Sämtliche Salzvarianten von Salinas Levante werden in einer kleinen Fabrik, deren Inneres den Besuchern allerdings nicht gezeigt wird, zunächst gewaschen. Dann kommen sie getrennt in eine Zentrifuge, später in eine Mühle und schließlich in einen Ofen.

Das nehmen wir mit

Das Salz lebt! In den Becken vergnügen sich Salinenkrebse, die mit ihren höchstens 12 Millimetern mit bloßem Auge nur schwer zu erkennen sind. Sie fühlen sich umso wohler, je höher die Salz­konzentration ist, und richten sich mit Vorliebe in Muschelschalen ein, die in den Becken liegen.

Die Salinenkrebse sind die wichtigste Nahrung der Flamingos, die sich hier von August bis Februar aufhalten. Am Besuchstag tummeln sie sich gerade in den Erhitzungsbecken. Etwa 300 kommen jedes Jahr von der spanischen Halbinsel herüber.

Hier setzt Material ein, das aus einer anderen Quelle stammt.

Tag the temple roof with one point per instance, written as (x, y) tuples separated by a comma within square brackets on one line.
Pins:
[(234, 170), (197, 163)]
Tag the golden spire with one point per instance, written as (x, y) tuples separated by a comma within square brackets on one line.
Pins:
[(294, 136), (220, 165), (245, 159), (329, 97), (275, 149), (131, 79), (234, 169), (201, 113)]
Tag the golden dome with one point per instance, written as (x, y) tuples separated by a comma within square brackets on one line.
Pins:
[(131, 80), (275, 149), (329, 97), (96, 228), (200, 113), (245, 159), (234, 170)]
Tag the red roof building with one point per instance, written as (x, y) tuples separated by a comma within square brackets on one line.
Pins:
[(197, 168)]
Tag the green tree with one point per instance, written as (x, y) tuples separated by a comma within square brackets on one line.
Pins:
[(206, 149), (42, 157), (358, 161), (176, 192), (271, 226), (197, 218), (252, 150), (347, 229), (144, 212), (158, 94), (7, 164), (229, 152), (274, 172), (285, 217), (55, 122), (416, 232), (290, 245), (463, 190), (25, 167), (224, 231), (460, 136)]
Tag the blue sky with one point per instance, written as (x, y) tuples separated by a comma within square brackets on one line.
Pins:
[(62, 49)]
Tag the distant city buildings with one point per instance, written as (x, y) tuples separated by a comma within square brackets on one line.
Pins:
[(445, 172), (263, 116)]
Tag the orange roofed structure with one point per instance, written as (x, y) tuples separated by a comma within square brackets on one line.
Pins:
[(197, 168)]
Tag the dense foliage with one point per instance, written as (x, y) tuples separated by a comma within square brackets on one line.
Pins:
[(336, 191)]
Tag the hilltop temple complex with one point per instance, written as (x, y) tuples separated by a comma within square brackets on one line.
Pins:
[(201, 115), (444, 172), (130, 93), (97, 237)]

Neben den Mini-Krebsen, den Flamingos und anderen Wasservögeln fühlen sich auch Salikornien in der Anlage wohl. Den widerstandsfähigen Pflanzen, auch Meerspargel genannt, macht das salzhaltige Wasser, das sie aufsaugen, überraschenderweise nichts aus. „Man kann die Spitzen ohne weiteres essen, sie schmecken salzhaltig", sagt Guide Clara Cánovas. In Spanien werden sie in Salate gemischt und zu Fischgerichten gereicht.

Wann, wie, wo

Die Einfahrt zur Saline befindet sich am Kilometer 8,7 an der Straße zwischen Campos und Colònia de Sant Jordi im Süden Mallorcas. Es gibt das ganze Jahr über Führungen. Der Rundgang dauert etwa eine Stunde, auf 15 Schautafeln werden auch auf Deutsch Einzelheiten erklärt. In der noch laufenden Hochsaison geht es montags, dienstags, donnerstags und freitags um 10, 12, 16.30, 17.30 und 18.30 Uhr los. Mittwochs finden die Rundgänge um 11, 13, 16.30, 17.30 und 18.30 Uhr statt, samstags und sonntags um 10, 11, 12.30, 16.30, 17.30 und 18.30 Uhr. Wegen der dann nicht mehr so starken Sonneneinstrahlung sind die Besuche am späten Nachmittag besonders beliebt. Erwachsene zahlen 8 Euro, für Kinder unter 7 Jahren ist der Eintritt frei. Eine Anmeldung ist nicht nötig. Eindringlich empfohlen werden Sonnencreme mit besonders hohem Lichtschutzfaktor und Sonnenbrille. Schirme und Ferngläser werden gestellt. In einem lauschigen Café neben dem Verwaltungsgebäude kann man im Schatten an Tischen etwas trinken.